As described many times in this space - industrial occupants are either manufacturers, warehouse logistics providers, or some combination. As examples - plastic injection molding, aerospace tooling, and Ramen noodle producers are all making a product. Raw materials are received, a process is completed, the finished goods are temporarily stored, and out the door they go. Simple. You may be thinking. Hmmmm. Are the types of companies above manufacturers or warehouse logistics operations? After all, some things - raw materials and finished items - are stored and shipped. They are by definition manufacturers because something that enters - flour, oil, and water - exits differently, Ramen noodles.
So with that background - what kind of “course” does this “horse” need in order to succeed? Certainly, a building zoned for manufacturing - generally classified as M-1, M-2, Light or Heavy manufacturing, or business park. Next, given the specific process undertaken - in the case of our Ramen guy - where and how (truck or rail) will things such as flour, oil, and water enter the plant. Once in, will they be stored or thrust immediately into machinery? How will the enterprise deal with layout? We’re making food. Can a dirty warehouse suffice or will we require a more sterile area? Those large mixers, boilers, and cutters will require many amps of electricity. Finally, will the finished food be temporarily warehoused or packed onto idling trucks? As you can appreciate, not every “course” will be suitable. So, critical are said power, appropriate zoning, layout conducive to food production, and adequate ways to get in and out. Less important are amenities such as the height of warehouse ceilings, fire protection for the high piled commodities stored, and massive truck courts.

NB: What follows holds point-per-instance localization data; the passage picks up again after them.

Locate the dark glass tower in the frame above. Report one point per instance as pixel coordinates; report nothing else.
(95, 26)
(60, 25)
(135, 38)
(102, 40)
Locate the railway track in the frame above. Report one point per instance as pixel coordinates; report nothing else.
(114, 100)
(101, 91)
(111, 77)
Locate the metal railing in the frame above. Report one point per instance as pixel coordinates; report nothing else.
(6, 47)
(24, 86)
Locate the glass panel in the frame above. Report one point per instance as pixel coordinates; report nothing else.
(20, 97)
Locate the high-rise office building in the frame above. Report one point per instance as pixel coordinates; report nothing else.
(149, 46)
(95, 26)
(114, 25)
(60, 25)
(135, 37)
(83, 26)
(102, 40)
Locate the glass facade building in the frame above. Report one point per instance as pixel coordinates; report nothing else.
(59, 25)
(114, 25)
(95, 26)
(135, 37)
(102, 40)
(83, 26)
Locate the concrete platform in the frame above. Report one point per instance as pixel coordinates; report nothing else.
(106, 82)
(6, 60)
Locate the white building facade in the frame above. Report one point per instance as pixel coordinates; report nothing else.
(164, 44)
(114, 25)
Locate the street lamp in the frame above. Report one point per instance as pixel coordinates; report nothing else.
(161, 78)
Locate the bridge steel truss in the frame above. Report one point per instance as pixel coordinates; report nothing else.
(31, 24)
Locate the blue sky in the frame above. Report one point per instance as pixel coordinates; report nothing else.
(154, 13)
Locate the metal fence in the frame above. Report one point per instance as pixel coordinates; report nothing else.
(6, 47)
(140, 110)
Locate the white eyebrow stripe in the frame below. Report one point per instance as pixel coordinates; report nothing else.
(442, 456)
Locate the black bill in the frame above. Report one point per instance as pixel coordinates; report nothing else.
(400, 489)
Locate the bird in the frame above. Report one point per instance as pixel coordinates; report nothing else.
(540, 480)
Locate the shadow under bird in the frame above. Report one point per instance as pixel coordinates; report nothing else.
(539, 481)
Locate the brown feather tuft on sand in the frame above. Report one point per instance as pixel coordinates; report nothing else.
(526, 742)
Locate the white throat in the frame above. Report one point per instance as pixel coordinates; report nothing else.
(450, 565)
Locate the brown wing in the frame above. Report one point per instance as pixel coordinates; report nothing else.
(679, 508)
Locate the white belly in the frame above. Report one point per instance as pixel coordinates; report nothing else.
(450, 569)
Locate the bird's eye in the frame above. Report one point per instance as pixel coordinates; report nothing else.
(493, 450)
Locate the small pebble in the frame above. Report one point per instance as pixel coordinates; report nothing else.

Let’s now shift to our warehouse logistics operators. Easiest to describe is Amazon - the masters - sorry - of supply chain distribution. Simply, all of the items you source, click, and purchase from your device follow a similar path. Someone - not Amazon - but like the manufacturers described above - makes something. In the case of a Kohler faucet, in Wisconsin. A Kraus sink, in China. A head of lettuce, the San Joaquin valley. Then the gargantuan Amazon distribution center gets it - by ocean container or rail to truck - refrigerated or not - to warehouse. Your online order is received, picked, packaged, boxed, labeled, and shipped to your door. Boom. I’ve over simplified the entire supply chain - but you get the idea. In order to efficiently house an Amazon warehouse - certain features are mandatory. Clearly zoning. Some cities limit truck traffic. Ooops. Can’t go there. Because of the volume of goods intake, needed are a significant number of doors that can unload trucks. Now what? Well, pile it up as high as possible while inside. You’ll need to think about the stacking height and whether the stuff will burn. For example, our Kohler sink will not burn but our plastic bottles of shampoo will. Therefore, the fire department will have a say on the fire suppression used. Even with all the prevention - an Amazon warehouse burned to the ground in Redlands, recently. Liberty, Liberty, Liberty…Liberty! - but I digress. Finally - and in an ideal setup - different doors capable of loading the orders onto departing trucks or vans. Less important? Power. Because production machines aren’t employed.
As if the amount of available inventory was not acutely lacking - now we understand not every “course” fits the “horse.” Further limiting supply.